"sence tahminen ne zaman uyanır?"
"biz bu konuşmayı yaparken uyanmıştır bile. "
"ah,haklısın,uyanmış. "
gözlerimi hiç yorulmadan konuşan iki kıza doğru çevirdiğimde gerçekten 15 dakika orada benim hakkımda konuştuklarına ikna olmuştum.
"diliniz kurumuştur şimdi konuşmaktan,gidin bir şeyler için. ben de giyinip geliyorum. "
"hadi gel Mathilda,gidelim. "
Mathilda ve Katy odamdan çıkarken ben de rahat yatağımdan kalkarak banyoya girdim. kendime gelebilmek için ilk önce soğuk bir duş aldım. daha sonra üzerime siyah bir crop ve kargo pantolon giyip,converse giyerek kombinimi tamamladım. her gün pembe giyen insanların olduğu akademide siyah giyinen ve koyu makyaj yapan tek kişi olmak,bazen zor oluyor. tabii bir süre sonra böyle olduğunuz için ayrı bir gururlanıp seviniyorsunuz orası ayrı.

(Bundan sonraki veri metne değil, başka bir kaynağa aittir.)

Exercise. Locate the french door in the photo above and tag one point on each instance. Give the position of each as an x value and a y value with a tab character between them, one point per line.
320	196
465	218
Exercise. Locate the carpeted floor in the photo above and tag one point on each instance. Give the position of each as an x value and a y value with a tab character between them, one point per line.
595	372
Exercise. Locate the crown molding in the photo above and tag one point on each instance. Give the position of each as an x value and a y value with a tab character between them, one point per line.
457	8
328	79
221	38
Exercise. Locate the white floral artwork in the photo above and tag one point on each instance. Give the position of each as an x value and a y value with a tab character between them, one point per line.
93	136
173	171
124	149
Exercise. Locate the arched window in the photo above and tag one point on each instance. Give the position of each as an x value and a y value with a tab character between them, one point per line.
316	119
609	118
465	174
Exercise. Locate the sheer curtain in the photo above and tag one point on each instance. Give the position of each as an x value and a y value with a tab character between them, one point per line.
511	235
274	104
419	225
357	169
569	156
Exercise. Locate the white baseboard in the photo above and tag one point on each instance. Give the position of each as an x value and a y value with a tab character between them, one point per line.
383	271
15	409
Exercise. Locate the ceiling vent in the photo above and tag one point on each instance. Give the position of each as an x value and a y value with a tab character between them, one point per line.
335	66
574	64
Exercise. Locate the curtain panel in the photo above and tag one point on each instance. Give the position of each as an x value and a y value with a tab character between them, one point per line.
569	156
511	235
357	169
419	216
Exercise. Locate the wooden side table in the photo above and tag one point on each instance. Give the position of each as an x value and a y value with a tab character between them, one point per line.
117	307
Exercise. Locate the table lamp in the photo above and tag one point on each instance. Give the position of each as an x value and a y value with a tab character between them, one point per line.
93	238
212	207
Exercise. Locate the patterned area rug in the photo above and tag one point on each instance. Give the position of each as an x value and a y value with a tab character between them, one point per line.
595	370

işlerimi halledip kızların yanına gittiğimde benim için yemek aldıklarını gördüm. yanlarına oturup konuştukları şeyi dinlerken bir yandan da gözlerim çocukları arıyordu.
"Jonathan ve Matt nerede? benden sonra geldiklerini hiç görmemiştim. "
Katy kendini Mathilda ile olan koyu sohbetinden çekip bana döndü.
"bilmiyoruz,muhtemelen bizden sonra gelmediler,işleri vardır. dün onları gördün mü hiç?"
Mathilda gözlerini devirip eliyle karşıyı gösterdi.
"işte,geliyor çiftimiz. "
"neden geç kaldınız?"
"geç kalmadık sadece işimiz vardı. Matt'in hazırlanması biraz uzun sürdü. "
konuşurken yanıma oturan Jonathan'a bakmadan telefonumda araştırma yapmaya devam ettim.
"hadi kalkın artık,daha fazla oyalanırsak geç kalacağız. "
çocuklarla beraber kalkıp yürümeye başladım. Katy elimi tutup bana aşağıdan bakınca ona gülümsedim. ah,pembe saçlı kızımız grubun en saf ve tatlı kişisiydi. bu yüzden de çoğu zaman sık sık onu savunmamız gerekiyordu ama başımıza bela açmak umurumuzda değildi. çünkü aramızdaki bağın kavgalarla kopmayacağını bilecek kadar akıllıydık.
akademiye geldikten sonra kapının önünde profesör Louis'i gördük. muhtemelen yine kütüphaneyi temizleme cezası alacağız. ama biliyor musunuz,bu benim için bir ödül. yine de birçok kitabı toplamak işimize gelmezdi tabi. hele de bu gevezelerle. o yüzden çocukları durdurup bir araya topladım.
"Louis kapıda. arkadan dolanıyoruz. sorarsa ben lavabodaydım,siz de sınıflarınızı arıyordunuz. "
Katy "seninle gelmek istiyorum. " diyip bana aşağıdan bakınca kalbimdeki ateş püskürten ejderha bir anlığına durdu. bu yüzden ona izin verdim. sonuçta çok sessizdi,ne zararı olabilirdi ki?
------------------------------------
AH! pekala,sessiz görünen kimseye güvenmemem gerektiğini anlamış oldum. Katy bana bunu çok güzel gösterdi! sesi çıkmaz dediğim kızın beni nasıl savunduğunu gördüğümde gerçekten ağzım açık izledim.
"sizi bir daha Meishu ile dalga geçerken görürsem emin olun çok değer verdiğiniz cadı günlüklerinizi yakmaktan daha ileri giderim!"
"Katy,bu kadarı yeterli. gidelim. "
pembe lensli küçük, elimi tutup bakışlarını iki aptal cadıdan çekerek yürümeye başladı.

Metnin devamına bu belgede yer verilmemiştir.